I was a little depressed after a colleague told me about a CEO that had fired several people because they used an outdated procedure. Unfortunately, this company was the only work anywhere near where these folks lived so they had to change their profession or move to another city. To make it worse, no one would have known about the procedure except that this team had volunteered to post photos of their work so that others could learn from it.
Firing them seemed harsh, and my colleague had tried to convince the CEO to change his mind because this action would close down trust and communication. Nothing would change his mind, however, because he felt he had to assume the responsibility to hold them accountable. Of course, immediately all photos and videos that had been posted on the company website for learning purposes were deleted by the workers who had posted them.
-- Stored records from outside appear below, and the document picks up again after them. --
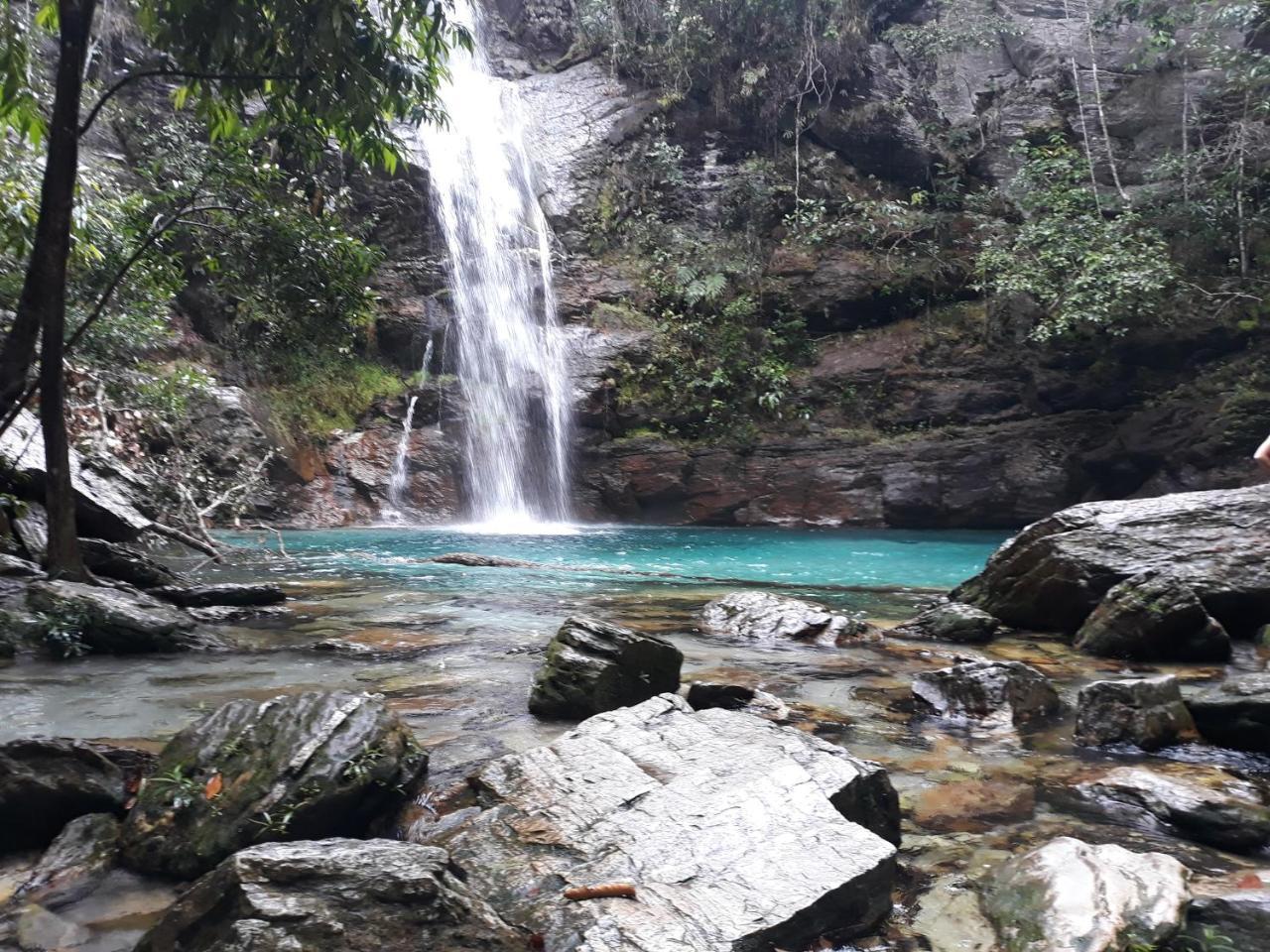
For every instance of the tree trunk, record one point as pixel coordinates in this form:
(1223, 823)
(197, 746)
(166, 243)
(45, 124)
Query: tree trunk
(44, 295)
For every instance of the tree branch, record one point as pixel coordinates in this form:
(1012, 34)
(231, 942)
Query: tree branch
(177, 73)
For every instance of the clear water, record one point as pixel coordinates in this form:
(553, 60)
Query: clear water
(509, 347)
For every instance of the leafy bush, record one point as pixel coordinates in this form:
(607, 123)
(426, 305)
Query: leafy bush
(1086, 271)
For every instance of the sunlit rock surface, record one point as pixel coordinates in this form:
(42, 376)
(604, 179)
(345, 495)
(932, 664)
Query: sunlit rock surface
(780, 846)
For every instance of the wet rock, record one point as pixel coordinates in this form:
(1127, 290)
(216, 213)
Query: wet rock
(121, 562)
(480, 561)
(766, 619)
(1234, 714)
(48, 782)
(973, 806)
(238, 595)
(1153, 617)
(1005, 692)
(75, 862)
(303, 766)
(1147, 712)
(357, 895)
(105, 497)
(952, 621)
(703, 696)
(113, 621)
(1055, 572)
(593, 666)
(951, 918)
(1241, 915)
(779, 846)
(1206, 806)
(1070, 895)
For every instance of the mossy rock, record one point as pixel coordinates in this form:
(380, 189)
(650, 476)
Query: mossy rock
(300, 767)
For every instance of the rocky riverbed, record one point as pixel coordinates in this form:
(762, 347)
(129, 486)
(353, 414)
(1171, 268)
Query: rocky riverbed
(838, 770)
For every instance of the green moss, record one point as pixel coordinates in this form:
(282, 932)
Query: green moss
(329, 397)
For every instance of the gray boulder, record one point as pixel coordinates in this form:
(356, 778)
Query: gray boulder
(1206, 806)
(766, 619)
(1070, 895)
(593, 666)
(992, 692)
(1242, 915)
(303, 766)
(1234, 714)
(1055, 572)
(232, 594)
(354, 895)
(48, 782)
(75, 862)
(1148, 712)
(116, 621)
(735, 833)
(1153, 617)
(952, 621)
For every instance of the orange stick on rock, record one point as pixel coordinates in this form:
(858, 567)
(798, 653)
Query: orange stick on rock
(607, 890)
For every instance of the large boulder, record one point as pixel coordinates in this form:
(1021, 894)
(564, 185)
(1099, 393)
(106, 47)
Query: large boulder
(48, 782)
(1234, 714)
(1071, 896)
(116, 621)
(735, 833)
(594, 666)
(75, 862)
(1206, 805)
(766, 619)
(1055, 572)
(303, 766)
(992, 692)
(372, 895)
(1148, 712)
(1153, 617)
(952, 621)
(107, 498)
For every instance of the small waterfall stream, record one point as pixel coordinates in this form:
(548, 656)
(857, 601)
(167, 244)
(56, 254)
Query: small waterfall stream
(508, 344)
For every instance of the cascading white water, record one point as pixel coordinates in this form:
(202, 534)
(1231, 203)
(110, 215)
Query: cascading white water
(509, 347)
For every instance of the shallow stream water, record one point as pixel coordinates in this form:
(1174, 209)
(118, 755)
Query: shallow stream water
(453, 651)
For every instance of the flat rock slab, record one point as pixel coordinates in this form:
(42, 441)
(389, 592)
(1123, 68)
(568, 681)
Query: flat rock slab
(302, 766)
(767, 619)
(1053, 572)
(778, 847)
(1071, 896)
(334, 893)
(1147, 712)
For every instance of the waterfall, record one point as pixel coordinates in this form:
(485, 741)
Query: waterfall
(508, 344)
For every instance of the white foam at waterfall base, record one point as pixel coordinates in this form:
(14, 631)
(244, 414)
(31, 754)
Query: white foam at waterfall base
(511, 356)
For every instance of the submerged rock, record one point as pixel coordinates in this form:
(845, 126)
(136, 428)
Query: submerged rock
(1007, 692)
(1222, 812)
(1071, 896)
(952, 621)
(734, 832)
(238, 595)
(1053, 574)
(1236, 712)
(113, 621)
(593, 666)
(354, 895)
(766, 619)
(1148, 712)
(973, 806)
(1153, 617)
(304, 766)
(48, 782)
(75, 862)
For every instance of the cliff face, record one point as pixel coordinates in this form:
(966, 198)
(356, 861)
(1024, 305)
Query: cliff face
(919, 403)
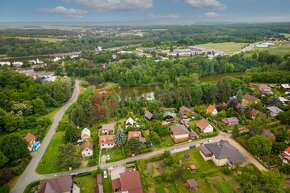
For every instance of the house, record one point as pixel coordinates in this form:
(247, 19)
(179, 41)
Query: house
(230, 121)
(274, 111)
(204, 126)
(86, 149)
(85, 134)
(265, 89)
(148, 115)
(285, 86)
(137, 135)
(283, 100)
(286, 155)
(185, 111)
(269, 135)
(129, 182)
(221, 153)
(192, 184)
(30, 139)
(99, 184)
(107, 141)
(62, 184)
(108, 128)
(211, 110)
(130, 122)
(254, 113)
(179, 132)
(249, 99)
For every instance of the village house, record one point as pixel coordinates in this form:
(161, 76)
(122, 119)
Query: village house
(204, 126)
(274, 111)
(129, 182)
(249, 100)
(148, 115)
(269, 135)
(107, 141)
(211, 110)
(265, 89)
(230, 121)
(30, 139)
(179, 132)
(108, 129)
(137, 135)
(62, 184)
(185, 111)
(99, 184)
(221, 153)
(85, 134)
(86, 149)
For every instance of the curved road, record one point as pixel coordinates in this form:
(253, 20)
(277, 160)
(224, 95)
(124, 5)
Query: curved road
(29, 175)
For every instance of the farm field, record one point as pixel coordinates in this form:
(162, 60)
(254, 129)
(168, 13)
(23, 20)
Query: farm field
(228, 47)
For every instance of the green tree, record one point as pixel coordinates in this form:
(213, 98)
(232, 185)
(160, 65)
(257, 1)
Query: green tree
(14, 147)
(3, 159)
(120, 138)
(134, 145)
(68, 156)
(260, 145)
(71, 133)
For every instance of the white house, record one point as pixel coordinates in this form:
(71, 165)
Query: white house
(204, 126)
(85, 134)
(87, 149)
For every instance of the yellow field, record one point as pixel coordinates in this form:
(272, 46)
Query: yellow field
(52, 40)
(228, 47)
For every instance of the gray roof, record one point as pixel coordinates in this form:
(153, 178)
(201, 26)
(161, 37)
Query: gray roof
(223, 149)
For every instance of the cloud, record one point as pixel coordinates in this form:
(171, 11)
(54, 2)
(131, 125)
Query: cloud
(109, 5)
(213, 4)
(168, 16)
(65, 12)
(211, 14)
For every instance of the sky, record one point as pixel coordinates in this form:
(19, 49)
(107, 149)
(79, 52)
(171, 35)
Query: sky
(145, 11)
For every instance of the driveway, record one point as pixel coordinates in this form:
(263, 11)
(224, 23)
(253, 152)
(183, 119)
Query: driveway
(29, 175)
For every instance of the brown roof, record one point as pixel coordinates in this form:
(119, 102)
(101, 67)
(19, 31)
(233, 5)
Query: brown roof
(107, 139)
(202, 124)
(178, 129)
(56, 185)
(86, 145)
(131, 182)
(108, 127)
(210, 108)
(250, 98)
(135, 134)
(230, 120)
(192, 183)
(29, 137)
(116, 184)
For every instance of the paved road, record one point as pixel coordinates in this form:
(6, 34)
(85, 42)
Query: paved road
(29, 175)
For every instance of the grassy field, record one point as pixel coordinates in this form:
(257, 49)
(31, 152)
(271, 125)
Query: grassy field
(279, 50)
(51, 40)
(216, 77)
(48, 163)
(86, 183)
(228, 47)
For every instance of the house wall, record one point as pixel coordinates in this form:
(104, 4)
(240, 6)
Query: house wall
(87, 152)
(220, 162)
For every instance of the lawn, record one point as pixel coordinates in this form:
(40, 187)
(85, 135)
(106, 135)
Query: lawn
(51, 40)
(223, 187)
(228, 47)
(115, 153)
(217, 77)
(48, 163)
(279, 50)
(86, 183)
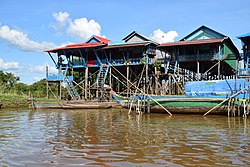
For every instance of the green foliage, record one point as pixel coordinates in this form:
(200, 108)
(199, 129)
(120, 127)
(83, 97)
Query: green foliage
(8, 82)
(157, 64)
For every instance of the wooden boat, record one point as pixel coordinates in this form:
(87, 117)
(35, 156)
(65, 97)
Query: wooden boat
(86, 105)
(174, 104)
(206, 98)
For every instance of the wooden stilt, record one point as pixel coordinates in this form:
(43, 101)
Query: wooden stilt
(86, 83)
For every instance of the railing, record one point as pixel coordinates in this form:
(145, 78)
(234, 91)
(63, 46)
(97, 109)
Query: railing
(131, 61)
(57, 77)
(243, 72)
(192, 57)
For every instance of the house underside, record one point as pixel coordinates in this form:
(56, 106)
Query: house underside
(140, 65)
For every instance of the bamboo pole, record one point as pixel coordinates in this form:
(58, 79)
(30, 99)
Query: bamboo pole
(225, 101)
(144, 93)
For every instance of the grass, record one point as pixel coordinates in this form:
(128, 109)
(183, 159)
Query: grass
(12, 100)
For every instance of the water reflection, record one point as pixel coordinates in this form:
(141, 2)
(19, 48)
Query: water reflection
(111, 137)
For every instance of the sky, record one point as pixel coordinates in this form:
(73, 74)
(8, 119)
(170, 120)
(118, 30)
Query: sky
(28, 27)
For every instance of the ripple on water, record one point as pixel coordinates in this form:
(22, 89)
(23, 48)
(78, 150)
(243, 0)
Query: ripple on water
(111, 138)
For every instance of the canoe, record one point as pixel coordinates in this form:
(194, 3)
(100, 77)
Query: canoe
(72, 106)
(175, 104)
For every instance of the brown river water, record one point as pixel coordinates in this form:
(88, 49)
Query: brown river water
(112, 138)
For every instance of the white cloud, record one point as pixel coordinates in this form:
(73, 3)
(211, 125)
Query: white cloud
(162, 37)
(41, 69)
(62, 18)
(35, 79)
(80, 28)
(21, 40)
(11, 65)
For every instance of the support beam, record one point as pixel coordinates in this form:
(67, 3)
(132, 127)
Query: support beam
(86, 83)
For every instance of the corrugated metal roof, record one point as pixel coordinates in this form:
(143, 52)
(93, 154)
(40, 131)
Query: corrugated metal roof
(77, 46)
(243, 36)
(102, 42)
(124, 45)
(198, 42)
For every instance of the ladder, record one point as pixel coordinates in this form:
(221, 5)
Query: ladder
(71, 89)
(102, 75)
(171, 67)
(70, 86)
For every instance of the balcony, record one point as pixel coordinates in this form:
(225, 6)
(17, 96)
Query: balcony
(57, 77)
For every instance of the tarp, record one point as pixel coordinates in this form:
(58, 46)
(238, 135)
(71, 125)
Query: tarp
(215, 88)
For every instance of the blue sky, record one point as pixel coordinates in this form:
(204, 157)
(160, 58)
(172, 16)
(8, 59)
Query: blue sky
(27, 27)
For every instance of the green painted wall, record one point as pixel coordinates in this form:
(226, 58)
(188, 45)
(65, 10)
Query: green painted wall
(230, 57)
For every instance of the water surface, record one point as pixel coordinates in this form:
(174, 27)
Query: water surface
(112, 138)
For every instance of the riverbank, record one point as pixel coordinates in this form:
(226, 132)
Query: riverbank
(16, 101)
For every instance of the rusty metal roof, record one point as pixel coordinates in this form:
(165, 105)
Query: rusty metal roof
(198, 42)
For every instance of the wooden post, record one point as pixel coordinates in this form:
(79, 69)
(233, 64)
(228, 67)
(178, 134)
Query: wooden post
(47, 83)
(110, 80)
(127, 81)
(219, 70)
(146, 85)
(86, 83)
(59, 90)
(198, 69)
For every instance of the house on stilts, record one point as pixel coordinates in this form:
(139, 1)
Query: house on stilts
(91, 69)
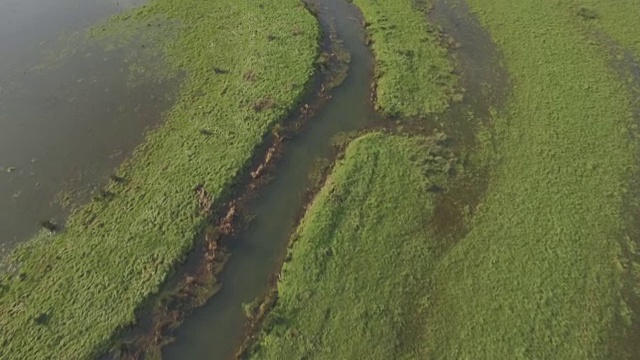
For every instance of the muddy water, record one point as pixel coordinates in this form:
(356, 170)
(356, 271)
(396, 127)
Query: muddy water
(486, 85)
(63, 126)
(216, 330)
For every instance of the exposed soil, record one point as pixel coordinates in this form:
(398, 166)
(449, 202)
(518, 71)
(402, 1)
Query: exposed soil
(195, 280)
This depressed me because here is a CEO trying to make the point that safety procedures must be taken seriously. I don’t know the full extent of his frustrations prior to this event. I only know that in his effort to create a more accountable learning environment, he created more barriers, and some people lost their livelihood. The perceived injustice will likely be a topic of conversation for years to come.
Could Things Have Gone Differently?
I felt badly for all involved. What could I possibly offer supervisors, managers or executives to prevent a similar outcome? There are so many places where they could have intervened. Let me explain.
I have a friend/entrepreneur who developed a $100+M business starting with $168 in a garage 20 years ago. He told me the stress was overwhelming at times, in fact he had almost gone bankrupt five years ago, lost his health and then managed to pull it all back together. Only his spiritual practice could clear his mind enough to allow him to make good decisions and continue with his responsibilities. He is a gentle and generous man, but don’t try to out-negotiate him! Faith in yourself and your people doesn’t make you weak. It makes you smarter and stronger.
My friend took a spiritual path to self development, but there are other natural laws that can be tapped as well. If you are reading this, you are a life long learner. This is one of the essential qualities of a leader who successfully guides people through change and to higher levels of performance.
Leveraging Your Beliefs through Adaptive Complexity
Today I would like to explore the natural power of thoughts, feelings, emotions and actions–the influence they exert on what happens at work. It is the same power that affects our families and communities, but let’s focus on work for now.
One such natural law is adaptive complexity. The new complexity management science has linked social interaction and relationship networks to the measurable results we see in business.
“An organization is a conversation.” (Gerrit Broekstra)
“Communication is conversation understood.” (Ralph Stacy)
Why is the conversation the same as the organization? Because what happens in the organization is a result of what people are talking about. Why does communication require conversation to be understood? This line of thinking excludes the validity of most forms of communication currently in use. Strategic plans sit on the shelf. Procedures fade from awareness. That expensive training course is forgotten. Yet, we continue to pursue these approaches.
Thoughts become things through social interaction.
Thoughts become things through social interaction. The intangible becomes real through a creative field called a social network. Thoughts through repetition take form. The phenomenon can best be seen on social networks like Facebook or LinkedIn. Each repetition, share, and comment adds credibility to the idea. How? It isn’t just the repetition, but the reason why it was repeated, which is that it resonated with the experience of that person. The more people that confirm its validity, the more credible it becomes.
So, it stands to reason that a leader must remain constantly active within the network to spot and neutralize any communication that is going off-course. This should not be confused with shutting down other perspectives that may be surfacing new information. We must listen and remain receptive to information. Once examined for validity it can be adopted or corrected.
The Relationship Factor in Safety Leadership
There is much that needs to be explored on the topic of maintaining clarity during times of stress. We’ve looked at why it is important to keep engaged in conversation, and how our thoughts influence the quality of outcomes.
In my book, The Relationship Factor in Safety Leadership, I explore eight beliefs about human nature that I learned from successful leaders. Remembering that thoughts are precursors to results there is one belief in particular that comes to mind. “People are able and willing to contribute to the success of the enterprise.” Disregarding all the evidence to the contrary, a student of leadership will maintain that they live among people who are potentially perfect for their job.
Leaders will regulate their thinking to embrace this truth and refuse to believe its opposite. At first it will be hard because people may disappoint. Yet, by holding firmly to a belief that most people for many reasons do want the business to succeed, the positive results will become more numerous than the poor ones.
Isn’t that the light in which we would like to be seen when we err? It is also the light in which we should see ourselves. Setbacks are part of life. We each need a way to renew our energy and find joy if we are to pursue a leadership path and reduce the effect of frustration or fear on our ability to see, hear and correctly interpret the actions of others around us.